Among reasons for the cancellation, Yale-NUS said students could have been at risk of breaking the law, but the row raised fresh questions about whether the Ivy League institution’s liberal arts traditions can thrive in Singapore.
Scrapping the course “is precisely why many doubted the Yale-NUS collaboration could be faithful to international standards of academic freedom,” said Phil Robertson, Asia deputy director for Human Rights Watch.
“Such restrictions … handicap the quality of education that students get in Singapore and advances censorship and control that is anathema to innovation and learning.”
The group has often criticized Singapore for using draconian laws to stifle dissent and restricting rights to free speech and peaceful assembly.

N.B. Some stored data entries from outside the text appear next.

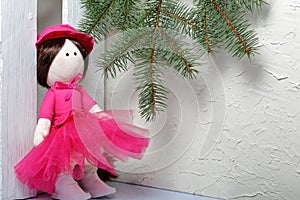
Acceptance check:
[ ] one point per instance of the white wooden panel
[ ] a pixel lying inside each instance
(18, 90)
(93, 81)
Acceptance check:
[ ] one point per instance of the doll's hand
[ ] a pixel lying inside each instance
(41, 131)
(95, 109)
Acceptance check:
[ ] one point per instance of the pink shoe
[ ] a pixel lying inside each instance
(66, 188)
(92, 184)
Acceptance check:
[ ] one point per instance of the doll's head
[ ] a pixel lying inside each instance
(62, 53)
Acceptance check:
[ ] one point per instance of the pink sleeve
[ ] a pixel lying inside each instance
(47, 106)
(88, 102)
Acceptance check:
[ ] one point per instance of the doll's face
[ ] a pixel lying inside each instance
(66, 65)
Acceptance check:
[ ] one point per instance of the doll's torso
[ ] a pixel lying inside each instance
(61, 100)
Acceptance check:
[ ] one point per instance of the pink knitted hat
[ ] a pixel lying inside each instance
(65, 31)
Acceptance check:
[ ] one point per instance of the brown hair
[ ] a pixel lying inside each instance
(47, 52)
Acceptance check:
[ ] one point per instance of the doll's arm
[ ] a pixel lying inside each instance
(41, 130)
(46, 111)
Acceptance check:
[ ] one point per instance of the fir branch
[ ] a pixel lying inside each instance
(240, 39)
(187, 70)
(206, 33)
(179, 18)
(154, 36)
(101, 15)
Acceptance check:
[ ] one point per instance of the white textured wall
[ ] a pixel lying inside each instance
(18, 90)
(234, 132)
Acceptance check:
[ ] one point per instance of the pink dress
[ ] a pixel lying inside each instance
(77, 136)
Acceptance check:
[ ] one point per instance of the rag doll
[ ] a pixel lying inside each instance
(73, 136)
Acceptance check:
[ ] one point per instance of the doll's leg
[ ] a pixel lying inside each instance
(92, 184)
(67, 188)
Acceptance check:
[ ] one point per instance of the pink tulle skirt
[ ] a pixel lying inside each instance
(83, 137)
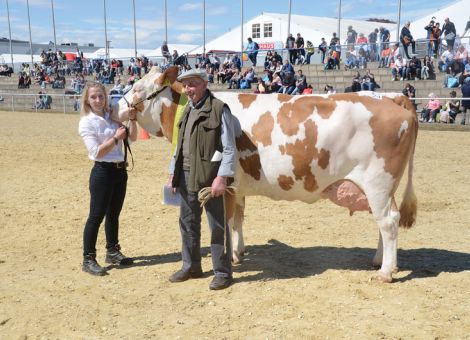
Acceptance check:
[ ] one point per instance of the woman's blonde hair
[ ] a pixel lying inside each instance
(85, 107)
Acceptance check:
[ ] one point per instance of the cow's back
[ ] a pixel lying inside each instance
(294, 147)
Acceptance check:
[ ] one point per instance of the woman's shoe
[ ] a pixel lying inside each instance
(91, 266)
(114, 256)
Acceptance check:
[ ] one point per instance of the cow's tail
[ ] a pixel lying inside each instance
(409, 204)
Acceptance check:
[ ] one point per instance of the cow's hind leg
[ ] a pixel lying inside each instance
(237, 231)
(377, 260)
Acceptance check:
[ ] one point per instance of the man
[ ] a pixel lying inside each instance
(448, 29)
(351, 37)
(429, 34)
(290, 45)
(204, 157)
(384, 37)
(373, 44)
(465, 102)
(467, 27)
(252, 50)
(407, 39)
(299, 44)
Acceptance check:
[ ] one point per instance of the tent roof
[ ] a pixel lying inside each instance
(311, 28)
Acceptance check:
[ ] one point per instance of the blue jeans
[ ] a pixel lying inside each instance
(107, 192)
(190, 228)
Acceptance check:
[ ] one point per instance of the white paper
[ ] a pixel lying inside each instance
(217, 156)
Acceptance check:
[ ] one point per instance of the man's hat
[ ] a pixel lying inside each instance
(193, 73)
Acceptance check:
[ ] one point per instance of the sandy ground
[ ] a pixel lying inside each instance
(307, 273)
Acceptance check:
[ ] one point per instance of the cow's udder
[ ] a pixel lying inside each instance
(347, 194)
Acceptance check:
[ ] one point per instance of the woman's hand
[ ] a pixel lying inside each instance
(120, 133)
(132, 114)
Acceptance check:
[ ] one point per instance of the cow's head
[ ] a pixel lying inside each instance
(156, 115)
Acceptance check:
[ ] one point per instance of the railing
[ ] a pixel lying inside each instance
(67, 103)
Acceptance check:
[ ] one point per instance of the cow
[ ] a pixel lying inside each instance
(350, 148)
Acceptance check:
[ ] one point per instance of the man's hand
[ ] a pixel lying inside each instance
(218, 186)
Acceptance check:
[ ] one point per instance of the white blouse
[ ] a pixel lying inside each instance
(95, 130)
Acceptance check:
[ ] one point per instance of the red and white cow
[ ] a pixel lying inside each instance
(351, 148)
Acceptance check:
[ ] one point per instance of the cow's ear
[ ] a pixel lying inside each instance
(168, 76)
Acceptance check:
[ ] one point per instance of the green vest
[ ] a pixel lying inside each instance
(205, 140)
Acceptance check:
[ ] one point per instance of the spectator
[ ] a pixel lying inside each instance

Yale sought to draw a line under the scandal, ordering a probe that found no evidence academic freedom was violated and said the cancellation was in part due to a lack of academic rigor.
Yale-NUS president Tan Tai Yong said the college remains “fully committed” to academic freedom and insisted it “has a thriving culture of open discussion” — but added it has to be careful with activities that could cross legal boundaries.
As the controversy escalated, Education Minister Ong Ye Kung said in a speech to Parliament that the government supported the cancellation.
“Academic freedom cannot be carte blanche for anyone to misuse an academic institution for political advocacy,” he said, warning that the government will intervene “when the situation calls for it.”
More broadly, the row focused attention on risks taken by higher-education institutes as they increasingly set up overseas, often in countries with booming economies but where political freedoms may be more limited than in the West.
The number of branch campuses set up by institutions overseas jumped from 84 in 2000 to 249 in 2015, according to data compiled by the Cross-Border Education Research Team, hosted at the State University of New York at Albany and Pennsylvania State University.
“It is always challenging for universities from countries such as the U.K., U.S. and Australia to open campuses overseas, particularly in countries with more authoritarian systems,” said Kris Olds, an expert in the globalization of higher education from the University of Wisconsin-Madison.
He said universities adopt different approaches, ranging from making changes that suit the local legal and political context to focusing on certain disciplines less likely to run into problems concerning academic freedom.
A number of foreign universities have set up in Singapore, which is aiming to be a regional leader in education.
Yale-NUS is the first college established by the elite U.S. institution outside its campus in New Haven, Connecticut, but it is not a traditional branch campus. It describes itself as an “autonomous college” within NUS.
In its report into the cancellation of last month’s course, Yale said it could have led to international students — nine out of the course’s 16 participants — breaking tough laws against protests.
Only citizens and those holding permanent residency status are allowed to protest at Speakers’ Corner.
Course instructor Alfian Sa’at, a prominent Singaporean playwright and political activist, disputed the report’s allegations that he had rejected proposed changes to the syllabus and had been reckless to expose foreign students to arrest.
Some were more concerned that the high-profile row could have a chilling effect on academia.
Singapore academics may now be cautious when teaching contentious topics lest they be “accused of subversion, flawed scholarship or activist motivation,” said Walter Theseira, a non-elected legislator and professor at Singapore University of Social Sciences.
“This will be bad for our youth, and bad for Singapore,” he told Parliament.